Methodology
A hardware-envelope and inference-benchmark protocol for consumer AMD RDNA 4 (gfx1201). The full document lives in the repository as METHODOLOGY.md. This page summarises the part that is public.
Scope and goals
The platform answers two questions. They are kept apart on purpose.
- Engineering envelope (public). Which configurations of
(model, quantization, max_model_len, gpu_memory_utilization, kv_cache_dtype, tensor_parallel_size)load on this hardware. For each, what is the VRAM footprint, the KV-cache capacity, and the per-GPU thermal and power profile under load. - Scaling sweep (embargoed until publication). At the best validated configurations, how throughput, latency, and power efficiency scale with concurrent request count
N. Where the throughput knee sits. How these compare across quantizations, architectures, and backends.
Two-phase experimental design
Phase 1 · Hardware envelope
Determine what loads and what it costs. VRAM footprint, KV-cache capacity, max-concurrency, and per-GPU thermal and power profile per configuration. Public.
Phase 2 · Scaling sweep
At the best validated configurations, sweep concurrent request count N over a standard grid. Characterise throughput, latency, and efficiency scaling. Numerical results embargoed.
Statistical protocol, Tier A, n = 10
From the Run-3 / v0.5 series onward, each (quant, TP, N) cell runs REPS = 10 times. Each rep is a fresh vLLM process with a full model load and a cooldown between runs. Results are reported as descriptive statistics over the 10 reps, never a single observation.

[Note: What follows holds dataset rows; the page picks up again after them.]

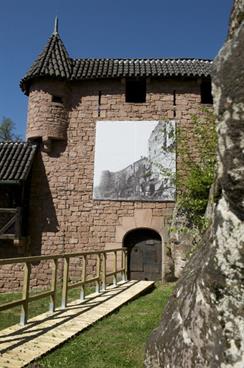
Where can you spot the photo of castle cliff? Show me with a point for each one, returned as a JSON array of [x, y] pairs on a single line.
[[136, 160]]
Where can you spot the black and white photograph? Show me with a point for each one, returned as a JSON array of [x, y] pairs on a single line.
[[135, 160]]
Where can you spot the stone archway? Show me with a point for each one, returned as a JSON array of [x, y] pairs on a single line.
[[144, 254]]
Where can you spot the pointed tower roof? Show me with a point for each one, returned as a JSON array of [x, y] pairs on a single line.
[[53, 63]]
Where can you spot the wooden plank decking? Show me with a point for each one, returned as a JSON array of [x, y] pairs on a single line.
[[20, 345]]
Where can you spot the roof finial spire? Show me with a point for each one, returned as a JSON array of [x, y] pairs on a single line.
[[55, 31]]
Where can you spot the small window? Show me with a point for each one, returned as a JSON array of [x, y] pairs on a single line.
[[206, 92], [135, 91], [57, 99]]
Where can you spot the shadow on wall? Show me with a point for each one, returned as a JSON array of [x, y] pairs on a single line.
[[42, 214]]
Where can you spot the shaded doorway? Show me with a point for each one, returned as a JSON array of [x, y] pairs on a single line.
[[144, 254]]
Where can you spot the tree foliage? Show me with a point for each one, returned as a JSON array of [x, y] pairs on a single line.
[[199, 164], [7, 128]]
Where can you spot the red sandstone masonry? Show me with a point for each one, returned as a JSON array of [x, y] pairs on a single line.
[[63, 215]]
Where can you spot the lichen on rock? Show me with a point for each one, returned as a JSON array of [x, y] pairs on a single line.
[[203, 324]]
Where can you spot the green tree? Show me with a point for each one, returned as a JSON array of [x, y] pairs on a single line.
[[193, 198], [7, 128]]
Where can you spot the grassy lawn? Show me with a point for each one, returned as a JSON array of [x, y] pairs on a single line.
[[10, 317], [117, 341]]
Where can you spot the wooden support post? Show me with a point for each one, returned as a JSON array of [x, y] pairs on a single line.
[[18, 223], [104, 270], [25, 294], [98, 273], [65, 283], [125, 264], [115, 269], [52, 305], [83, 279]]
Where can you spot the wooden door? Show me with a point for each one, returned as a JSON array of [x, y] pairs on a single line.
[[145, 256]]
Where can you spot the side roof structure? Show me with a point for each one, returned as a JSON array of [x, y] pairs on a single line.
[[15, 161], [54, 63]]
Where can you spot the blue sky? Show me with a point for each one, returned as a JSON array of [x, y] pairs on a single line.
[[103, 28]]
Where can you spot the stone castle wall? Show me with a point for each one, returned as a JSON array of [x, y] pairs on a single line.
[[63, 215]]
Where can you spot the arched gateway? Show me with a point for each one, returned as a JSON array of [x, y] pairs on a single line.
[[144, 254]]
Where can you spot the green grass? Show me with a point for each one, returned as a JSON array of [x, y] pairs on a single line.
[[117, 341], [11, 316]]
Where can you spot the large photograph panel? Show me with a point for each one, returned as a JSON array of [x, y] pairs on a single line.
[[135, 160]]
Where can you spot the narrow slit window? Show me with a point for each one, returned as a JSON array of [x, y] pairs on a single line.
[[135, 91], [206, 92], [57, 99]]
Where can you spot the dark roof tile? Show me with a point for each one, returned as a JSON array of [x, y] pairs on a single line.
[[54, 62], [15, 161]]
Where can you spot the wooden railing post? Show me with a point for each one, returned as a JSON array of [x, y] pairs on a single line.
[[25, 293], [104, 270], [98, 273], [65, 282], [125, 266], [18, 223], [115, 268], [83, 278], [52, 305]]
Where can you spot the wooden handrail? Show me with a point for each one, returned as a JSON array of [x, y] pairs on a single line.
[[100, 279]]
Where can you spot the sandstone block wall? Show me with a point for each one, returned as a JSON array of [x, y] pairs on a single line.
[[63, 215]]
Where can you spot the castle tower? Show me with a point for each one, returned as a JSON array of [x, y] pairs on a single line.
[[45, 84]]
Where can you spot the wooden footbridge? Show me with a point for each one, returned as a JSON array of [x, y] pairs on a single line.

- Central tendency: median. The throughput and latency distributions are skewed by cold-cache, thermal, and preemption outliers. The arithmetic mean would mislead.
- Dispersion and tails: p95, p99, min, max (IQR where useful). The deployment-relevant figure is the p99 of per-request latency, not the mean.
n_runsper cell is recorded explicitly. A cell with fewer than 10 valid reps is aggregated over what completed and flagged.
When the text calls a difference between configurations meaningful, the family-wise error rate across the N-ladder is controlled with Holm–Bonferroni1. Without that test, a comparison stays descriptive and claims no significance.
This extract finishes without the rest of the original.